1,000 hours of speech audio sampled at 16 kHz, crawled from over 700 YouTube channels. The MASC dataset is multi-regional, multi-genre, and multi-dialect, intended to advance research and development of Arabic speech technology. It was authored by 'pain' and last updated on the Hugging Face platform in June 2023.
15 hours of Vietnamese speech recordings specifically curated for Automatic Speech Recognition (ASR) tasks. The corpus was developed by AILAB at VNUHCM - University of Science and includes audio data paired with corresponding transcriptions for linguistic research.

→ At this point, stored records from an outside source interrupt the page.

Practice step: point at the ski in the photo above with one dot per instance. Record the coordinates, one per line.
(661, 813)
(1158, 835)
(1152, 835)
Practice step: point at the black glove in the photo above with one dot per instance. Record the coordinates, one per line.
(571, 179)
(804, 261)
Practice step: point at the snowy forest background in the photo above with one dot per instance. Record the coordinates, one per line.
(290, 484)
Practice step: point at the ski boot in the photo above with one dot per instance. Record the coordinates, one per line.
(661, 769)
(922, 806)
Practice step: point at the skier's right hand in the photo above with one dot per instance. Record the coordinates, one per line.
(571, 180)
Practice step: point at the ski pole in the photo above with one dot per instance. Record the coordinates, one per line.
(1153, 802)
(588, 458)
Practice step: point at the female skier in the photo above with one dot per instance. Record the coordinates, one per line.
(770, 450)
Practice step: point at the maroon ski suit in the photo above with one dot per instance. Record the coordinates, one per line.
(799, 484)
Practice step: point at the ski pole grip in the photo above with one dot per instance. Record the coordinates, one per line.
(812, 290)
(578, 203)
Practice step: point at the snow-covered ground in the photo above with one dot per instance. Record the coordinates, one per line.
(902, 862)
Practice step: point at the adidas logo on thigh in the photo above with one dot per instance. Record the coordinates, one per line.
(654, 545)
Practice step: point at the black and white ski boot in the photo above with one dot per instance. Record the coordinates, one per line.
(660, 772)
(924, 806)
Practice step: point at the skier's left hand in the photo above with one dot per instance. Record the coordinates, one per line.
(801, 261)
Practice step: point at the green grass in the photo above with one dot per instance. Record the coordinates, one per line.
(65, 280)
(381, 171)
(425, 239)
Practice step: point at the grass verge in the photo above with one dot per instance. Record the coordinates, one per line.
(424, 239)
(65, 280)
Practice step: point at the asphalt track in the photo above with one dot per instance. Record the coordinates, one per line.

Naija-Stopwords is a list of collected stopwords from the four most widely spoken languages in Nigeria — Hausa, Igbo, Nigerian-Pidgin, and Yorùbá. It is part of the Naija-Senti project and was authored by HausaNLP. The dataset was last updated on June 18, 2023.
10 hours of speech recordings and transcriptions from the ATCOSIM project for Air Traffic Management. The data captures interactions between controllers and pilots during real-time simulations to support automatic speech recognition research.
6 pre-trained base models for SoVITS 4.0 voice conversion, featuring 768-dimensional vectors and layer 12 configurations. These models were trained on the m4singer and vctk datasets, reaching up to 320,000 training steps with loss values as low as 14.1.
A dataset for Automatic Speech Recognition (ASR) containing Hebrew speech audio files. The dataset was created by author 'imvladikon' and was last updated in May 2023.